写真は晴れている日でないとだめだと思い込んでいたのが、保井崇志さんの写真を見てから変わった。

雨の日こそな色だったりがあって、風景と傘があいまって独特な雰囲気になる。傘をさした人々の写真を見ると、みんな違った傘で違う高さで動いていて、案外この景色って不思議なものなんだなと気がつく。
見慣れているけど瞬間を切り出すと知らなかったようなことを知る感じ。それを写真で伝えられるというのが素晴らしいことで、そんな写真を撮ってみたい。

逗子鎌倉で生まれ育って鎌倉に住んで1年半になる。当たり前のような風景には感じているが、町を散歩するとやはり古く歴史のある街だ。

たまに横浜の元々は人が住んでいなかったところを開発分譲した土地に行くと、感じたことのないような不安な気持ちになる。とてもきれいで住みやすそうなのに、とても不自然に感じる。
鎌倉や逗子にあるとても車が通れないような細い道や、急に道にある苔むした庚申塔や、1000年前からの建築物がないとなんだか落ち着かない。

逗子と鎌倉の間には切通と呼ばれる古い山道が幾つもあり、鎌倉が自然の要塞と言われたのを今でも良く感じられる。
当然舗装されていないのだが何故か道がある。完全な原生林なのだが1000年間人が通り続けてできた道。
その道すがらには原型のないような仏像であったり祠があったりして、石が朽ちて苔むして他にはないような色合いで佇んでいる。
そんな道がすぐそばにあり、その山道を通って逗子に帰ることもできるし、電車で帰ることもできる。両方選べるのが良いところ。

この日の散歩では小町通りを歩いてから扇ガ谷に行き、そこから寿福寺という古い寺院から北条政子の墓の前を通り、源氏山に行って銭洗弁天から降りてくるというコース。

源氏山に行ったのは中学1年のフィールドワークぶりで、あんなに広く感じていた広場が意外と狭いことを知った。
こういう体験をした時に自分が大人になってしまったのだと思う。

源氏山公園には楓が沢山生えており、紅葉もある。紅葉したように見える楓の紅色と、新緑のモミジ、満開の八重桜が重なりあって不思議な景色になっていた。
とてもビビットというか、やたらに原色が重なり合うような色彩であまりきれいとは思わなかった。

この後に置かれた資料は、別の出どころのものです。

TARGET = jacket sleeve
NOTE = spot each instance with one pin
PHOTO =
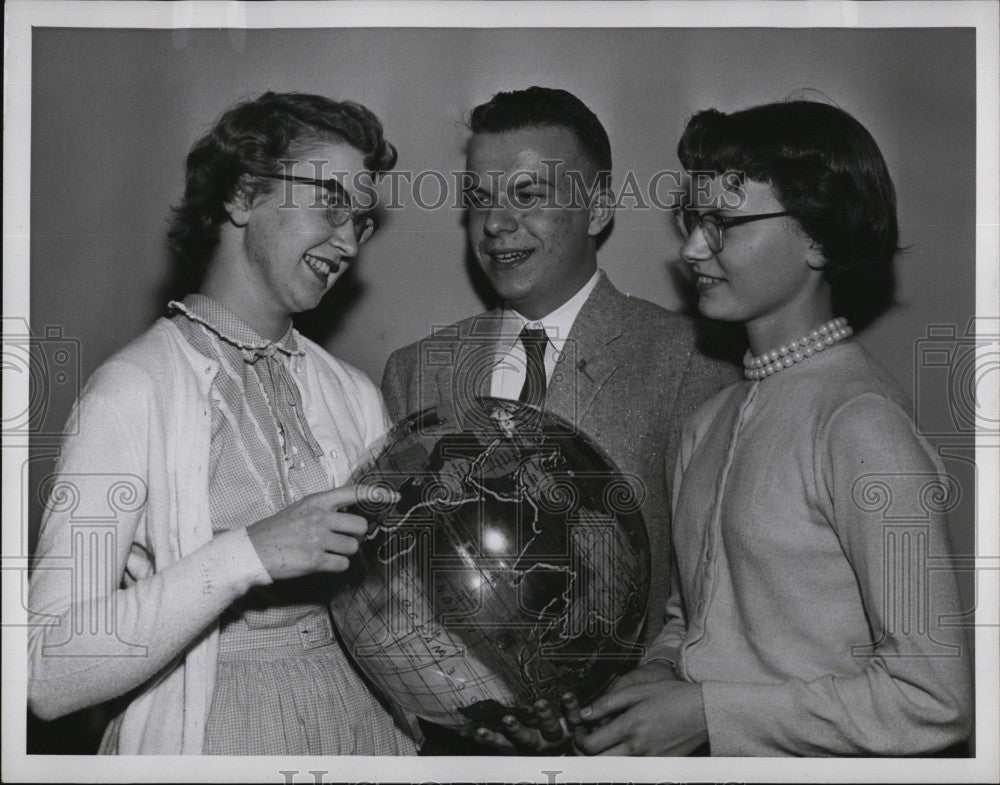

ある意味西洋的な色彩だった。

デートするカップルの奥にはたくさんの鮮やかな色。

特にヴュルツブルクには八重桜が多く植えられており、ソメイヨシノよりずっも多かった。濃いピンク色の派手な花たち。
ヨーロッパ人はソメイヨシノは地味に感じるのかもしれない。より色が薄く見えているのではないかと思うことがある。虹彩が薄いから?

曇っていて暗い中でも鮮やかな花は良く色が見えた。ツツジも咲いていた。
道ゆくおばあさんたちが
「桜が終わったら今度はツツジね」と話していて
日本人は本当に自然と花を愛でる民族なんだなと感じる。常に休みなく何かが見頃になる。
みんな競い合うように花を見に出かける。あまりヨーロッパでは考えられない発想。


それから銭洗い弁天を通り御成通りに行くと、野良の三毛猫がいた

なにかくれるのではないかと期待するような、訝しむような表情がおもしろい。
後退りするとついてきて、レンズを舐めようとしてきた。ネコ好きではないが、動物と触れ合うのは独特な癒しになる。

その後急に雨が降り、虹がでた。

アーチ状にかかる虹を鎌倉で見たのは初めてだった。
Canonのカメラを持った外国人が夢中で写真を撮っていた。